That section provides that ‘A privileged publication . . . is one made: [¶] . . . [¶] (b) In

any . . . (2) judicial proceeding . . . .’ That privilege is absolute [citation], and applies to

communications involving quasi-judicial proceedings, including workers’ compensation

proceedings. [Citation.] [¶] Harris alleged he was receiving workers’ compensation

benefits as the result of a work-related injury. In connection with that proceeding, King

communicated his report to the workers’ compensation insurance carrier.

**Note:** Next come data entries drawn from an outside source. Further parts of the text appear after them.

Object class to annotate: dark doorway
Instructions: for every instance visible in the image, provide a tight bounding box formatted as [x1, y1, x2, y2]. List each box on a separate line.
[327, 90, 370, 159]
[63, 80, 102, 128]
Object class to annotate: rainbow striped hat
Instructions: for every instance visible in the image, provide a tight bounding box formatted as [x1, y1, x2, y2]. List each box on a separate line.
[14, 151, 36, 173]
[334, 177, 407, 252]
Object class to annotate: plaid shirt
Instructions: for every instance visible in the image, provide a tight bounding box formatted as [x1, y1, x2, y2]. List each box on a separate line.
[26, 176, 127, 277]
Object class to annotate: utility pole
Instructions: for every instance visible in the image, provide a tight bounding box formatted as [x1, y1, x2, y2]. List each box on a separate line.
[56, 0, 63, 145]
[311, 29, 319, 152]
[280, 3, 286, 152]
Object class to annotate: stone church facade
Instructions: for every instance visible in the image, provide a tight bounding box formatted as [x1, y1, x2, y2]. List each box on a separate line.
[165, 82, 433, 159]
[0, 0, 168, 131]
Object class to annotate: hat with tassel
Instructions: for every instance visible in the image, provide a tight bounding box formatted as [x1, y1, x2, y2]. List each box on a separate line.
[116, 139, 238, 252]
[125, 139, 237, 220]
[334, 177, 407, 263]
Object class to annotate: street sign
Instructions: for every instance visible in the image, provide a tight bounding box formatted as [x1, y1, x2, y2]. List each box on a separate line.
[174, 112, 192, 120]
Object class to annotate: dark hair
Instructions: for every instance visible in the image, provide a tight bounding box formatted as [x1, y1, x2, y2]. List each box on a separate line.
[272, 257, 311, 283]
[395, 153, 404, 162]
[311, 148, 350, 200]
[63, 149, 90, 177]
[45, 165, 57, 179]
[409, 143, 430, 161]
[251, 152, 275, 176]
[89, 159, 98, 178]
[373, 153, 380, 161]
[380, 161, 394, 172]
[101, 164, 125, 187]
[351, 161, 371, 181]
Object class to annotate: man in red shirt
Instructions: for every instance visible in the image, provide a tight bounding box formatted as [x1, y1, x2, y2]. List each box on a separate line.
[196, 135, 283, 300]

King’s

communication satisfies the requirements for application of the litigation privilege

because it was made in a quasi-judicial proceeding, by participants authorized by law to

achieve the objects of the litigation, and the communication had a logical relation to that

proceeding. [Citation.] The King report is therefore absolutely privileged and is not

actionable even if prepared and communicated maliciously and with knowledge of its

falsity. [Citation.]” (Harris, supra, 60 Cal.App.4th at pp. 1187-1188.)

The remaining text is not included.